Some people will take you for dinner and expect you to pay for the next one. Others will split the bill down to the cent. Some people will offer everything they have without expecting anything in return, and others will use their gifts against you.

That is why I can’t answer:

Why did my friend send me a bill down to the cent when he was a student? Why did that same friend not offer to pitch in once he was rich?

Money was the trigger for losing a close friend, but it wasn’t what made it unrepairable.

The problem with Eurolatinish people is that we’re as passionate and emotional as Latinos but as blunt and conflict-oriented as the Dutch and French.

There’s a common misconception that Latin people like conflict because they’re loud when they speak. Yes, Latin people are expressive, but most Latin American countries are on the conflict-avoidant side of the cultural scale. They have a culture of simpatía, which emphasizes maintaining harmonious relationships and expressive displays of graciousness, hospitality, and personal harmony.

Like Latin Americans, I make a ton of eye contact, express positive emotions easily, and love to talk. But unlike Latin Americans, I like people to shut up when an important task is at hand (this is common with European Americans—particularly Protestants4). I’m also quite blunt and love heated conflict with intelligent, open-minded people.

And that was my role in ending the friendship.

Friend: Hi Nolan. I don’t appreciate you asking me to pitch in 24 hours after I got home.
Me: YOU DON’T APPRECIATE IT? I DON’T FUCKING APPRECIATE IT! You can send me bills down to a cent when you pay, but I can’t even ask you to pitch in when I pay?
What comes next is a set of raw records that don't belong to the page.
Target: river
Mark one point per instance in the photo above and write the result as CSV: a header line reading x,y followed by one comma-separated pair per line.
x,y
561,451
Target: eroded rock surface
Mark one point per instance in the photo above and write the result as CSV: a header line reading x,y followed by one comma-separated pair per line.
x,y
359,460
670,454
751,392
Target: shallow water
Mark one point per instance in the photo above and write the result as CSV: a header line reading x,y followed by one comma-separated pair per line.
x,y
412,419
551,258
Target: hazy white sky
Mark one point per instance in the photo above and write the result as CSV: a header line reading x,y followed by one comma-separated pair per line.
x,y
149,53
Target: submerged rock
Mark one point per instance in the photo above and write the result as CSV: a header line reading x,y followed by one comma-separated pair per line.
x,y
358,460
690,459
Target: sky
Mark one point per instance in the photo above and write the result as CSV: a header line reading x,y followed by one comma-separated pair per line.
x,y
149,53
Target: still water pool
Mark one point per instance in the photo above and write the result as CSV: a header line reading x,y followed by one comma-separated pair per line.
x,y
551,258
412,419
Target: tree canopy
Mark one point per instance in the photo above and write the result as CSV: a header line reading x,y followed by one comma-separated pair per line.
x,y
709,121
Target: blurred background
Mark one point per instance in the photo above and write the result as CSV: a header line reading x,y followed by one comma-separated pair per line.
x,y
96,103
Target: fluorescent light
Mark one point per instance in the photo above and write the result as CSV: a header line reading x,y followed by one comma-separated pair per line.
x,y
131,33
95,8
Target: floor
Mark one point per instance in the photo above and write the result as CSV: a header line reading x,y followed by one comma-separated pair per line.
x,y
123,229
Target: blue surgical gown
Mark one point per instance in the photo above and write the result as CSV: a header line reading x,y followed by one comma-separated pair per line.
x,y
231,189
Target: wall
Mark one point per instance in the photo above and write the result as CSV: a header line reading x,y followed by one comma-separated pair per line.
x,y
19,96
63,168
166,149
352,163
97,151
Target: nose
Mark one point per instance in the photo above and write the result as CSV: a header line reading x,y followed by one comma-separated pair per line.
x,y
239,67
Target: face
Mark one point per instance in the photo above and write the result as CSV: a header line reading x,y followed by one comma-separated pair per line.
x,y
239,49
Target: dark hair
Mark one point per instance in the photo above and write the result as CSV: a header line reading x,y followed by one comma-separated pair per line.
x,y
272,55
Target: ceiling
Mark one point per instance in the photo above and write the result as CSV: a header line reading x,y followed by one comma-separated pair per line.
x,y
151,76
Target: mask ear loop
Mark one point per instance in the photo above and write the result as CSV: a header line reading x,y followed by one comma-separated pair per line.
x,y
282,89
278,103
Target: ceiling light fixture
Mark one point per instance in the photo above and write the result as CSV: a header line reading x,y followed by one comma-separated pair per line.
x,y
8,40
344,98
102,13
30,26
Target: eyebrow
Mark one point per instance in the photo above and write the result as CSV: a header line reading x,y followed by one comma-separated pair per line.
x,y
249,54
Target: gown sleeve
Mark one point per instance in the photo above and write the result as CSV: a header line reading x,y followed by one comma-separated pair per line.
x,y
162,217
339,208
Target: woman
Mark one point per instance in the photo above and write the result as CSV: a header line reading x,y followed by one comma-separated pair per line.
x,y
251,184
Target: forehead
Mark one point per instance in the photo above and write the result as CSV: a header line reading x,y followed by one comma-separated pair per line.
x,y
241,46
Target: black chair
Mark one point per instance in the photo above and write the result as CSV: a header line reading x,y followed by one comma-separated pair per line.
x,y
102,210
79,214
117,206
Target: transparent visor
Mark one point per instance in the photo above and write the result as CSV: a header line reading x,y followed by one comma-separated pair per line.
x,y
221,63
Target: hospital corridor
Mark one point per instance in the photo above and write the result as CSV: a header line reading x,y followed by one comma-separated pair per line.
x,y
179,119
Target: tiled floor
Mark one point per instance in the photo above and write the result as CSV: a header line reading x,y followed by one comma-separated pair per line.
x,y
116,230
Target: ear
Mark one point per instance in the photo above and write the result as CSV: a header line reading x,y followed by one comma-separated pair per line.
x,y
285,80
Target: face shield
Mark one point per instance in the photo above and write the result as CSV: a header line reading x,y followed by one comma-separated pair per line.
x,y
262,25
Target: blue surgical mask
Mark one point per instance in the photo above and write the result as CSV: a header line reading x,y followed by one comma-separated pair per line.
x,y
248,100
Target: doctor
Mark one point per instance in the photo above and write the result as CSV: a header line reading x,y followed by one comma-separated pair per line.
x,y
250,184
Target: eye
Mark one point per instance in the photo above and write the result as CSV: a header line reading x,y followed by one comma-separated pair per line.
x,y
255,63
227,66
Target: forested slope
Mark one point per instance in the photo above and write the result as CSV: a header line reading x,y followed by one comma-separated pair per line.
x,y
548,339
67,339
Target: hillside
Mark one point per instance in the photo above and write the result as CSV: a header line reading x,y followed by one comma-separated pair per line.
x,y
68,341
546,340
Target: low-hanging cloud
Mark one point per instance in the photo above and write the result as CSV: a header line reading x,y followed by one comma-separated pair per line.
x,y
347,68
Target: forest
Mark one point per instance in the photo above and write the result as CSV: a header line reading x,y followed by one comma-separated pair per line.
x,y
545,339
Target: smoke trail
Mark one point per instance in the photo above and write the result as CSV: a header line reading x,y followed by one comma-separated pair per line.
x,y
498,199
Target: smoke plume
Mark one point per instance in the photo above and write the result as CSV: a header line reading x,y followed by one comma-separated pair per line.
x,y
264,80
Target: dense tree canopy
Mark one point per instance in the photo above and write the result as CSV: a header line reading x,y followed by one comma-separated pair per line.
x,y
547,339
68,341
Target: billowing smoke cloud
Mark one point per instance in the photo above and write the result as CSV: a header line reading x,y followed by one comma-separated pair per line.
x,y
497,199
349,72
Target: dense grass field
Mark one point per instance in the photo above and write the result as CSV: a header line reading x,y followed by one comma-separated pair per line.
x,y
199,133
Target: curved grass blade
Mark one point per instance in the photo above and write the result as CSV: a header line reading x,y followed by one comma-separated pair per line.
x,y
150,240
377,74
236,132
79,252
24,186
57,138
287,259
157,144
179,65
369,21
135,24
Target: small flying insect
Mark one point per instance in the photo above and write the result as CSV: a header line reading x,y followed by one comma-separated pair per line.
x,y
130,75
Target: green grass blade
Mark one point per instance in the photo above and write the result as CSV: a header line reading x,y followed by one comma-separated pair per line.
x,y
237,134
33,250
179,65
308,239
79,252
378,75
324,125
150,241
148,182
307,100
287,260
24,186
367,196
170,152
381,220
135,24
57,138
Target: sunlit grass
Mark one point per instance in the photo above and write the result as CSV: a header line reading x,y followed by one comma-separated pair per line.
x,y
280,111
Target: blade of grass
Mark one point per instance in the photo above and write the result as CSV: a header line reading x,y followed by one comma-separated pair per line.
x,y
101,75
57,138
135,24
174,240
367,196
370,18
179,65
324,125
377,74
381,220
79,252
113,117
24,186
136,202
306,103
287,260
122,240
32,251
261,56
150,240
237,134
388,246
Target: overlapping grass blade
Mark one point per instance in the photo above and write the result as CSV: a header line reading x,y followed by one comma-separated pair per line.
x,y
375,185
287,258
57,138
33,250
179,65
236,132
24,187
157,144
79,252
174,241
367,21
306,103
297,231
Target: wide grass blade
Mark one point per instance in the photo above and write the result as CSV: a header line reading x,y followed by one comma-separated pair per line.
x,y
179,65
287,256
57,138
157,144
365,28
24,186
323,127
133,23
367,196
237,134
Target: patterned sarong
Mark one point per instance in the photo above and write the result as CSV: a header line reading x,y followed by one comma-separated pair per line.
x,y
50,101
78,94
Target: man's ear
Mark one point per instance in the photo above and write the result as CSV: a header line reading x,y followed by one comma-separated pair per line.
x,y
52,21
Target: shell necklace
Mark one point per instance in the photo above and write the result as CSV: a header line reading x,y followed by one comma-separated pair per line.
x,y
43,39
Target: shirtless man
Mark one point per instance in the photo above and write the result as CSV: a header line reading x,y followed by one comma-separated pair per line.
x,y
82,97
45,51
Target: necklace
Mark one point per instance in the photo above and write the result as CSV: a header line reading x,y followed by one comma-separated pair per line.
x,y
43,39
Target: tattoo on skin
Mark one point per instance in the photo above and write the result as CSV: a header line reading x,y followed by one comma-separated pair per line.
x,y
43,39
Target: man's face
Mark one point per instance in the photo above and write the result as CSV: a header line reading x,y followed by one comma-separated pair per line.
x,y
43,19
Just like the only beer you ever offered me, you’re a Sneaky fucking Weasel!
Balderdash Beer | Sneaky Weasel Craft Lager | Vancouver BC
Friend: We see it differently.

I assumed we had a strong enough friendship to yell at each other, grumble for a day, and then hug it out—like my family does.

I was wrong.

He also has a nomadic soul and lived on three continents as a child, making him residentially mobile. As mentioned earlier, high residential mobility can cause conditional loyalty, and high relational mobility can cause people to view relationships as phases. This was true for my mother until recently (since my brother and I left the nest). And this was true for my friend.

I was a phase. Once I made him feel bad, he was no longer obliged to be my friend. And who can blame him? He was primarily raised in a culture with high relational mobility, and I can’t help but be the blunt European and fiery “white Latino.”

However, the places where I was raised didn’t define my relational or residential mobility. I wasn’t born with a “baksteen in zijn maag” like many other Belgians, nor can I view friends as phases like many North Americans. I can’t always close chapters, but I can write them.